A los pies de la cama encontró un buen montón de flores moradas.
Las miró un momento y se agachó a recogerlas para tirarlas. Retiró la mano con un gemido cuando una espina le pinchó el pulgar derecho.
Se lo apretó y se chupó las gruesas gotas de sangre que salieron, con el cerebro mortificado por aquel olor cada vez más penetrante.
—Te lo agradezco mucho —fue el mensaje que le envió—, pero no más flores.
Ella lo miró. Lindell supo que no lo había entendido.
—¿Lo entiendes? —le preguntó.
Oleadas de afecto borbotearon por las capas de su cerebro como si de almíbar se tratase. Se puso a remover el café sin parar y la transferencia cesó, como si ella se esforzara por no ofenderlo. La cocina quedó en silencio, salvo por el tintineo de los cubiertos en los platos del desayuno y el ligero susurro del roce de la túnica.
Lindell apuró el café y se levantó para marcharse.
—Comeré sobre las…
—Ya lo sé. —El pensamiento de la gni interrumpió el suyo de una forma un tanto autoritaria. Se alejó por el pasillo sonriendo un poco para si. El mensaje telepático había sido como una reprimenda maternal.
Después, mientras cruzaba el jardín, recordó el sueño y todo atisbo de alegría desapareció de sus facciones.
Estuvo toda la mañana preguntándose por qué los hombres gníes eran tan estúpidos. Lo exasperaban. Si se les caía un paquete, les costaba un mundo recogerlo. «Son como vacas sin cerebro», pensó mientras los observaba por las ventanas de la oficina. Caminaban arrastrando los pies, encorvados, con la mirada apagada y sin pestañear.
Ya no tenía ninguna duda de que no eran telépatas. Había intentado muchas veces darles órdenes con la mente, pero no recibía ningún mensaje de respuesta. Solo reaccionaban ante palabras bisílabas repetidas (o monosílabas, mucho mejor) en voz bien alta. Y las reacciones eran de imbécil.
A media mañana, levantó la vista del papeleo retrasado que Corrigan había dejado pendiente y se dio cuenta, con cierta sorpresa, de que los pensamientos de la gni le llegaban desde la casa.
Pero no eran pensamientos que pudiera convertir en palabras. Eran sensaciones amorfas. Notaba que estaba supervisándolo, como si de vez en cuando lo barriera un foco de sondeo para ver si todo iba bien.
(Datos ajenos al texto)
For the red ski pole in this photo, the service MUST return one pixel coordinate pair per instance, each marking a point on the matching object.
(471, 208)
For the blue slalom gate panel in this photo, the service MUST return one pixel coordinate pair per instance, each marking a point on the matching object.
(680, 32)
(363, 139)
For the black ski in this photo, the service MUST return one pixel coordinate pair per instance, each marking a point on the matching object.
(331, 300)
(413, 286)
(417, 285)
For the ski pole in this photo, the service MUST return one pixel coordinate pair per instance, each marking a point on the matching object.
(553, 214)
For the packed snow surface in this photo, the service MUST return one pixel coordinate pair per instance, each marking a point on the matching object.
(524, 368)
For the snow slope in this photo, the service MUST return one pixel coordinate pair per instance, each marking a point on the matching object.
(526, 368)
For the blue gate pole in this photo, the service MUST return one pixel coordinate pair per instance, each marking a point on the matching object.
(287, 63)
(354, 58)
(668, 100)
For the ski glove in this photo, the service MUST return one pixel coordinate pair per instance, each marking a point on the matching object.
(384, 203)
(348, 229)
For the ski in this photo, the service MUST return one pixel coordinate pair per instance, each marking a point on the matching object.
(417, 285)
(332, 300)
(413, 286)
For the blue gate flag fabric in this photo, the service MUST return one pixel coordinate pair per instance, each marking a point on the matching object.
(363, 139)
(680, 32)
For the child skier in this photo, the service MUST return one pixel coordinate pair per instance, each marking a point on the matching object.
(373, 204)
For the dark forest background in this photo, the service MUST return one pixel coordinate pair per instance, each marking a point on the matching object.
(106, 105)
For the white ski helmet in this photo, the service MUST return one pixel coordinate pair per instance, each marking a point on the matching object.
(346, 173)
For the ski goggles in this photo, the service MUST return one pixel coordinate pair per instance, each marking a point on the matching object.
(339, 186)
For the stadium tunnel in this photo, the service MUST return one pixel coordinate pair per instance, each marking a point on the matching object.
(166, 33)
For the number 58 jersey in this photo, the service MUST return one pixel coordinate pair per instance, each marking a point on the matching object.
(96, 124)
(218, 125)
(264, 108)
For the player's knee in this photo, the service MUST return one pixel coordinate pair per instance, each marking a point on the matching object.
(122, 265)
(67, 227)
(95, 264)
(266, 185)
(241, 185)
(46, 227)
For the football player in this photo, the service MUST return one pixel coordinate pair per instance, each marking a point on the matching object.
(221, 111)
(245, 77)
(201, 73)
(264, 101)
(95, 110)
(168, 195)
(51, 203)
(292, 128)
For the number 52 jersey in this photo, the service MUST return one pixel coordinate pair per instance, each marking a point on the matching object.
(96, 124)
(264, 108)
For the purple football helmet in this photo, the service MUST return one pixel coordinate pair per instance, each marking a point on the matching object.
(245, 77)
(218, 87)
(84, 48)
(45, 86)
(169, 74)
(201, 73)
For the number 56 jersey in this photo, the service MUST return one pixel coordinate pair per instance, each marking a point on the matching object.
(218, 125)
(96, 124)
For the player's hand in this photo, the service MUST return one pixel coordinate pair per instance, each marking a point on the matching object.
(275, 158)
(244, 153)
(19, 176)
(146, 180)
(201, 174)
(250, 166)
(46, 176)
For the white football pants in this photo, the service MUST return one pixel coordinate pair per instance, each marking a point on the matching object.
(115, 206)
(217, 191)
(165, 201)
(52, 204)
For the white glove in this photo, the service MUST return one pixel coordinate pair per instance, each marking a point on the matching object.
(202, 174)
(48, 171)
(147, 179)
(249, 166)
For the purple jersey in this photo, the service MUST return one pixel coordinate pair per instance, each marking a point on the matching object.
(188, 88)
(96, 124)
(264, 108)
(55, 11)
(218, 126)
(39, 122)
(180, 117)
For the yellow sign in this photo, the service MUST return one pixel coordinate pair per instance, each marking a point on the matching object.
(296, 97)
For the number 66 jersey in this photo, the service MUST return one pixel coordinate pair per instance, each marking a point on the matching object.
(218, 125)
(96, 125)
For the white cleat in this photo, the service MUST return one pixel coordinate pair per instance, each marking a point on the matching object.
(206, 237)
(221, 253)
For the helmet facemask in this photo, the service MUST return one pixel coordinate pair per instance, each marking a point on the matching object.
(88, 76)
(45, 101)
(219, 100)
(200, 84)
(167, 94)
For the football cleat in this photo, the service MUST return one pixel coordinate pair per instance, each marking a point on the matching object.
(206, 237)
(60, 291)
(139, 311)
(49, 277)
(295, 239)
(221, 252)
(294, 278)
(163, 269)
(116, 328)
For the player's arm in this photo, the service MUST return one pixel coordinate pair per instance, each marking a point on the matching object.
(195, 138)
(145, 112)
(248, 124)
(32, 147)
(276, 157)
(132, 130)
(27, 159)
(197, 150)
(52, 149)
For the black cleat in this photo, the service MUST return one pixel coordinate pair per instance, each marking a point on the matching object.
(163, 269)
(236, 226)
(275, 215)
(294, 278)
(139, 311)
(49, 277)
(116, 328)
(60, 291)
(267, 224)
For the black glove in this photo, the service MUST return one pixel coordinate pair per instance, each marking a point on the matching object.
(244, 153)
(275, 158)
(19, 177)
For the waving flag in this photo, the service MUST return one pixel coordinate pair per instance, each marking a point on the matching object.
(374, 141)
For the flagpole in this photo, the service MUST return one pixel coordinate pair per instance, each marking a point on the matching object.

Las primeras veces le hizo gracia. Se reía entre dientes y seguía con el trabajo. Después, aquellas intromisiones se convirtieron en una molestia, porque comenzó a recibirlas a intervalos regulares. Empezó a revolverse en la silla. Notaba que el cuerpo se le envaraba unos segundos antes de que llegaran.
Al final de la mañana empezó a repudiarlas de forma consciente. Tiraba el bolígrafo en la mesa y le ordenaba enfadado que lo dejara trabajar en paz. Los pensamientos de la gni se alejaban arrepentidos, pero al poco rato regresaban, como criaturas sigilosas al acecho, maliciables, inmunes a los insultos.
Empezó a perder los nervios. Salió de la oficina y vagó por el almacén abriendo paquetes y comprobando la mercancía con dedos impacientes. Los pensamientos lo perseguían como perros fieles.
—¿Cómo sta? —le decía el capataz gni cada vez que Lindell pasaba a su lado, lo que lo sacaba todavía más de sus casillas.
—¡Lárgate! —le gritó Lindell una vez mientras examinaba un paquete, irguiéndose de golpe.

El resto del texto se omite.